Journalism that strikes a balance between democracy and fascism should never be the goal. Rosen told Hemmer that reporters got a glimpse of the perils of such false equivalency in the runup to and aftermath of the 2020 vote. “For a moment there, their own need to protect American democracy was front and center,” he said.
“This sort of wholesale treatment of this [Stop the Steal] movement as illegitimate, not founded in truth, was a pretty mainstream position. And to me, that was a breakthrough moment where journalists said … we could really lose this democracy if Trump succeeds in his campaign to throw out the results.”

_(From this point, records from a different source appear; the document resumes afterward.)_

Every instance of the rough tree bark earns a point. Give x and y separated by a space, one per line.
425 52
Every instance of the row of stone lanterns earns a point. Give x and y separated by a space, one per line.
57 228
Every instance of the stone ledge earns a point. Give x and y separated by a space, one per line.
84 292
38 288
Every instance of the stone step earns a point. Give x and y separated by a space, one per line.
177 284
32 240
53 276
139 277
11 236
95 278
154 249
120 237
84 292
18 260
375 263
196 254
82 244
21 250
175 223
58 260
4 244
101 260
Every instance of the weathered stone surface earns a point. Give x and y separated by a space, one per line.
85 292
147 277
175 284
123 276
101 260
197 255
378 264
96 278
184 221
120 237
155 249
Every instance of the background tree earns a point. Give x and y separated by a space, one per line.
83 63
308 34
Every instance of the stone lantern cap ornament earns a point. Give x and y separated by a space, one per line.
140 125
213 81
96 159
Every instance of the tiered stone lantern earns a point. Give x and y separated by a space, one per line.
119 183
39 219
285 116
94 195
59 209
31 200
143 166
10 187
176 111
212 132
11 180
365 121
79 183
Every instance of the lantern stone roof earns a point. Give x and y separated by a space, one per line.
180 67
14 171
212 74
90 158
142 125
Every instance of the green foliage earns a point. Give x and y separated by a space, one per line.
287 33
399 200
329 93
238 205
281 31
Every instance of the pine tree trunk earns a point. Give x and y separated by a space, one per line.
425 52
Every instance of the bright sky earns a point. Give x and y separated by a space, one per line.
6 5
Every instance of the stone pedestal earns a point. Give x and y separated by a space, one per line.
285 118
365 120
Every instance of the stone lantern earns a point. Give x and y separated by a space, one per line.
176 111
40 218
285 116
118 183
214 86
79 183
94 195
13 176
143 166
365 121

But this moment of clarity didn’t last into the Biden administration’s first year. Many reporters have fallen back on old habits: playing political stories as both-sided, or failing to see the larger context, including the alarming similarities to right-wing movements in the 20th century.
Repairing broken media
Both national and local news outlets must recognize that the future of our democracy is under as much threat today as it was on the afternoon of Jan. 6.

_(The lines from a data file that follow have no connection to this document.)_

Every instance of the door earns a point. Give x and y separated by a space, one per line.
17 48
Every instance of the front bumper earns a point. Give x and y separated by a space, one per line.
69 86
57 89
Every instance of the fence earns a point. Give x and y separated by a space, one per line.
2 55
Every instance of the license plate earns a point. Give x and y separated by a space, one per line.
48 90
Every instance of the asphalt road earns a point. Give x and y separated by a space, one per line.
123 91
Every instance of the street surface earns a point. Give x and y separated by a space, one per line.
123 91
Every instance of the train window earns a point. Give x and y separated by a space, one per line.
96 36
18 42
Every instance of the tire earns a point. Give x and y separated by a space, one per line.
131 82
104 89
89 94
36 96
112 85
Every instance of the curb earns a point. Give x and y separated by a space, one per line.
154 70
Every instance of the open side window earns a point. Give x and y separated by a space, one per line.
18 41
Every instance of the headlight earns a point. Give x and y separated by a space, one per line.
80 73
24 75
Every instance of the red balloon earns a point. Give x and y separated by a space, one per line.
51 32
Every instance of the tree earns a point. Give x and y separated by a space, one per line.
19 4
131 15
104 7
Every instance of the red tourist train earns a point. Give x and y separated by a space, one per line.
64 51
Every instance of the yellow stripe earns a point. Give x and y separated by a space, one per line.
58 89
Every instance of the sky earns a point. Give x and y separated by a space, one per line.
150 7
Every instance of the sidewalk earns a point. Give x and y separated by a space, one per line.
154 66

There are threats to our fundamental civic rights that reporters must make urgent to their readers. The media waited too long to start reporting on the politicized redistricting process and still isn’t paying enough attention to the adoption of voter-suppression laws aimed at undermining the voting rights of people of color. It will surely wait too long to cover the streams of political violence that are rushing toward the 2022 midterm elections.

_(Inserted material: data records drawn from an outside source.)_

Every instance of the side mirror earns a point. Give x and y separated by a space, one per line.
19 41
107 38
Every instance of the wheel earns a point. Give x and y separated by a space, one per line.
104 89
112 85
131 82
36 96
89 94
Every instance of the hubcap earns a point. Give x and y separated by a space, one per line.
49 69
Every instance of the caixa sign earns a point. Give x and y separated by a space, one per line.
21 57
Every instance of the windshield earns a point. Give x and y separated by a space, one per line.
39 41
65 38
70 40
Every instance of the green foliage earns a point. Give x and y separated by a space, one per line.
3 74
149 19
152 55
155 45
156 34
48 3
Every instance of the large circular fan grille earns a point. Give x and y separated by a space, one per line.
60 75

Beyond that we need to acknowledge a broken media culture, undergirded by structures of media ownership that have withheld control of news outlets from the Black and Brown communities that are primary targets of fascism.
Decades of federal policies have resulted in inequitable access to media-ownership opportunities. According to Federal Communications Commission data, Black people owned only 18 full-power TV stations as of 2019—or just over 1 percent of all stations. Meanwhile, media corporations have aggressively and successfully lobbied to further consolidate their power over the sector, with no regard for the impacts on people of color, who make up an estimated 43 percent of the U.S. population.
Building a pro-democracy media means we first must acknowledge the history of white supremacy that’s baked into U.S. media policies. Only then will we be able to begin to create a media system that serves as a bulwark against 21st-century fascism.
Yes, Republicans are the problem, but so is a dysfunctional media that tends to normalize the party’s endorsements of political violence. There’s no future for a multiracial democracy without a serious redress of the white-power structures that dominate U.S. media ownership, and that seep into newsroom coverage.
Calling 21st-century fascism by its name is an essential condition to defeating it. Journalists and their bosses have an important role to play. They need to stand against right-wing extremism and for a more just and inclusive U.S. media system that rejects political violence out of hand.